A similar separation occurs within the column of the liquid or gas chromatograph, and the pattern of the slight differences between the vitamers is recorded as a pattern of electrical signals by a microcomputer attached to the end of the column. Vanderslice's raw data appear as chromatograms: computer-printed graphs of peaks and dips, each peak indicating the relative amount of vitamer present in the food sample being tested.

"The biggest job is getting the vitamin away from the complex matrix that we call foods," says Vanderslice. "B-6 is often bound to proteins. The easiest foods we have tested were muscle tissue from meats , but the tougher problems were manufactured foods, because they actually put in binders to hold things together."

Vanderslice has compared the forms of vitamin B-6 found in foods naturally with those found in processed or manufactured foods. He compared human breast milk with baby formulas, for example, and found that despite the manufacturers' efforts to fortify formulas with B-6, "the form of B-6 that you find in mother's milk is completely different from the form found in formulas."

More information than ever before is available about the value of foods. "We're in a very interesting period in our society," says Beecher, just back from a National Nutritional Data Bank Conference in Minneapolis. "It's the beginning of the information age. This is kind of mind boggling for many scientists, and it's important that we keep track of the quality of the information that we generate. The scientists that are studying metabolic changes as a result of changing the diet need to have a very accurate, very precise measurement of what the person is eating. They need to know not only the concentration of B-6 but also the forms of the vitamins.

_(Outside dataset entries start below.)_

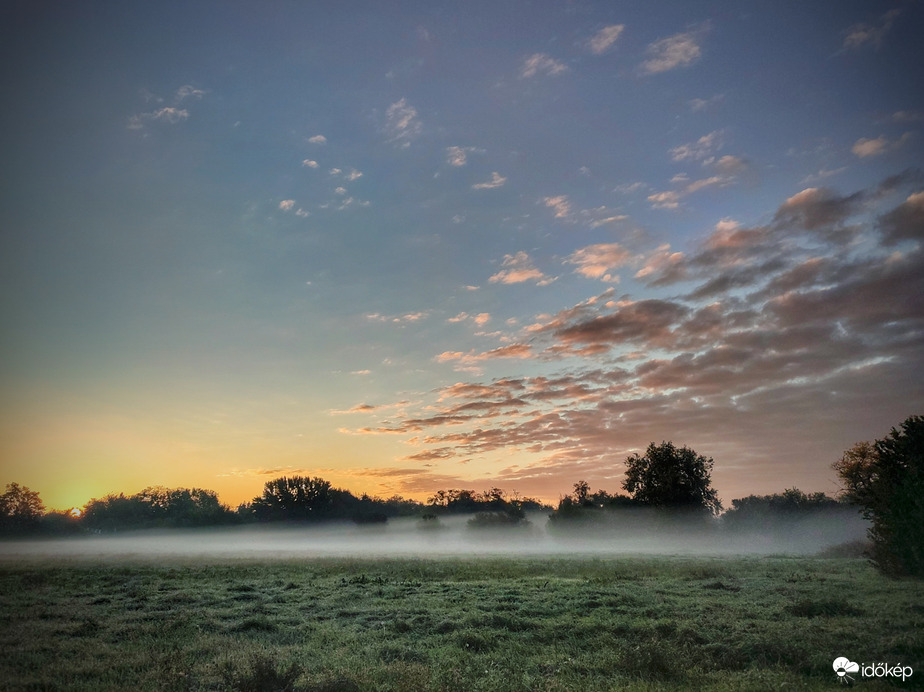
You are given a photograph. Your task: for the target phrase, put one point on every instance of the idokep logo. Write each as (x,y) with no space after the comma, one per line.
(844,667)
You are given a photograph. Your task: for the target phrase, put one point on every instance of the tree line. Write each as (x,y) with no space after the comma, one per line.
(884,480)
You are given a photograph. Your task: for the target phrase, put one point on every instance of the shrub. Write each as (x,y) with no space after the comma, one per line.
(886,479)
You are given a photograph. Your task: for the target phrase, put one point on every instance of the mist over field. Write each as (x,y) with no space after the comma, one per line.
(453,536)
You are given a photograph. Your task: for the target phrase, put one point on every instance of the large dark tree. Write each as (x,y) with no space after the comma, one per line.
(886,479)
(299,498)
(20,508)
(671,478)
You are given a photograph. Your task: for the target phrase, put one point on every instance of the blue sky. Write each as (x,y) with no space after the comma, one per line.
(413,246)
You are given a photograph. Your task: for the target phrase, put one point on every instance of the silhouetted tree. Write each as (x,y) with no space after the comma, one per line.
(156,507)
(886,479)
(20,509)
(778,510)
(298,497)
(671,478)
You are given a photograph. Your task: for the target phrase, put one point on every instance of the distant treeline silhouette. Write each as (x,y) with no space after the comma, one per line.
(667,487)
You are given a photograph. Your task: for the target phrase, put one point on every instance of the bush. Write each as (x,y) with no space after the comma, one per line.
(886,479)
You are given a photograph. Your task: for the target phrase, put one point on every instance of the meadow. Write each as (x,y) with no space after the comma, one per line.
(491,622)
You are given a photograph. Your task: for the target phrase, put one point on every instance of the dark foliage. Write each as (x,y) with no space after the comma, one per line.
(671,478)
(493,501)
(21,509)
(886,479)
(781,510)
(586,507)
(156,507)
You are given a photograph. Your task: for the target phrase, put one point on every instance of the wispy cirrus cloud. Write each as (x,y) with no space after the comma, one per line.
(402,124)
(670,199)
(559,204)
(787,320)
(541,64)
(598,261)
(518,268)
(679,50)
(604,39)
(862,34)
(497,180)
(168,115)
(458,156)
(399,319)
(865,148)
(702,149)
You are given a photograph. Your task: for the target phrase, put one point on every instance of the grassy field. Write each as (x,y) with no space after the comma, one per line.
(635,623)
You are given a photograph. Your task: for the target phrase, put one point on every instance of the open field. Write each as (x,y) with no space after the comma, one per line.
(489,623)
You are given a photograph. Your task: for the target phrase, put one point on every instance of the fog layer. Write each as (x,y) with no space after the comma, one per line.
(450,536)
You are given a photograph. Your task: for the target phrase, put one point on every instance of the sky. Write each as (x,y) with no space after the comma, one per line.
(414,246)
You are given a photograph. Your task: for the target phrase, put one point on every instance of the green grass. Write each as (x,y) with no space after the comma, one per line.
(636,623)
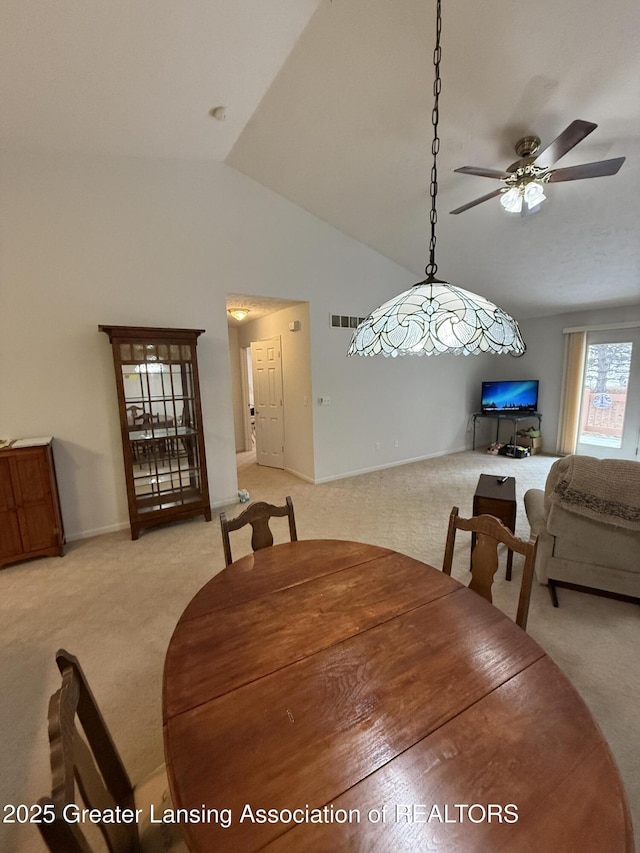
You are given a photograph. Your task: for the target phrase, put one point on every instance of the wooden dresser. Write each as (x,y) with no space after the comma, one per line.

"I think what we're seeing is a change in the orientation of nutrition in this country. Up until some years ago, we were concerned primarily with deficiency--providing enough nutrients in the diet to prevent deficiency diseases. There are still some pockets of deficiency diseases in the United States, but by and large the philosophy has changed to providing nutrients for optimal human nutrition--that is, enough nutrients for the body so that over the long run it can run at its optimal level, able to resist disease and infection, able to adapt to stress.

"We know that nutrition has made an important difference in the area of cardiovascular disease. We have a pretty good idea that lowering fat and reducing cholesterol levels helps in maintaining cardiovascular health in the human population. I think we have good reason to expect the same results in cancer. We're not going to cure it, but we can prevent it," says Beecher.

And, even if the reasons are not yet understood, it's the tiny amounts of zinc, chromium, selenium, beta-carotene and other elements that seem to make a difference, though not in themselves. Taking zinc or selenium tablets does not replicate the effect of ingesting these elements along with other food components in a balanced diet. An excess of the so-called ultra-trace minerals can be as harmful as a deficiency, according to the experts. Synthetic vitamins may not include the same vitamers as a natural source, and good nutrition, they say, depends upon nutrient bio-availability.